By Heather L. Weaver, ACLU Program on Freedom of Religion and Belief
(Originally posted on ACLU.org Blog of Rights – No Laughing Matter: Government Prayer and Second-Class Citizenship)
This morning, the Supreme Court heard oral arguments in Town of Greece v. Galloway, a First Amendment challenge to a New York town’s practice of solemnizing its local board meetings with Christian prayer. The argument revealed the weak constitutional footing on which the town stands when it argues that it may invite local clergy, the vast majority of whom are Christian, to deliver official invocations that are overwhelmingly Christian. It also served as a stark reminder of how the Supreme Court has failed citizens who are non-believers when it comes to this issue.
Posing the first question of the day, Justice Kagan asked whether similar official prayers would be permissible at Court sessions or congressional hearings. The town’s lawyer responded in the only way a reasonable person could. He conceded that such prayers – those that invoke explicitly Christian beliefs – would indeed be unconstitutional, but argued that the town’s prayers were different because they reflect a long history of legislative prayer, which includes state legislatures and the First Congress. Pressed further by Justice Kennedy to provide a justification for the prayers other than tradition, the town’s lawyer, not surprisingly, came up short.

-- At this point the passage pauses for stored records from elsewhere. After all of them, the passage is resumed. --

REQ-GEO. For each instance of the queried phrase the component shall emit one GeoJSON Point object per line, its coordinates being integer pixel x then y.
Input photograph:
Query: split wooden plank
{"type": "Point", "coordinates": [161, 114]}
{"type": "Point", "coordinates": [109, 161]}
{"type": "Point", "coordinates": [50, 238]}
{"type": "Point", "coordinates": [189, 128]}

In fact, as the ACLU argued in its friend-of-the-court brief, tradition — standing alone — is a poor reason for flouting a fundamental principle of the Establishment Clause of the First Amendment: The government should remain neutral on matters of faith and may not promote religion over non-religion. When elected officials violate this maxim by imposing official prayer at meetings, especially local governmental meetings, it casts those who don’t subscribe to the promoted beliefs as outsiders, second-class citizens who must pay a steep price in spiritual terms for daring to exercise the right of participatory democracy.
During the oral argument, Justice Kagan eloquently summed up the problem:
[H]owever we worship, we’re all equal and full citizens. . . . And that means that when we approach the government, when we petition the government, we do so not as a Christian, not as a Jew, not as a Muslim, not as a nonbeliever, only as an American. And what troubles me about this case is that here a citizen going to a local community board, supposed to be the closest, the most responsive institution of government that exists, and is immediately being asked, being forced to identify whether she believes in the things that most of the people in the room believe in, whether she belongs to the same religious idiom as most of the people in the room do. And it strikes me that that might be inconsistent with this understanding that when we relate to our government, we all do so as Americans, and not as Jews and not as Christians and not as nonbelievers.
For the very same reason identified by Justice Kagan, in its brief, the ACLU urged the Court to overrule Marsh v. Chambers, a 1983 decision authorizing state legislatures to open sessions with nondenominational prayer. Even if official prayers are nondenominational, they still exclude huge swaths of the citizenry, including non-believers, polytheists, and those whose religion condemns government appropriation of prayer. This fact was repeatedly recognized during the oral arguments. However, instead of treating the alienation of these groups from the democratic process with the concern it deserves, their exclusion was considered a given and, at times, a punch line. Laughter filled the room, for example, as the justices pondered what type of prayer would be acceptable to an atheist.
If a majority of the Court is not willing to take the leap of empathy that would be required to reverse Marsh and respect the rights of these excluded groups to participate in their local government without the burden of official prayer, the Court must, at the very least, do all it can to limit the exclusionary impact of such prayers by reaffirming that Marsh requires that legislative invocations remain nondenominational and, therefore, as inclusive as possible of those of varying faiths. If the Court fails to do so, millions of minority-faith adherents across the country, including Jews, Muslims, and Sikhs, will also be rendered second-class citizens and denied the experience of full citizenship that is so vital to our pluralistic democracy. That would be no laughing matter.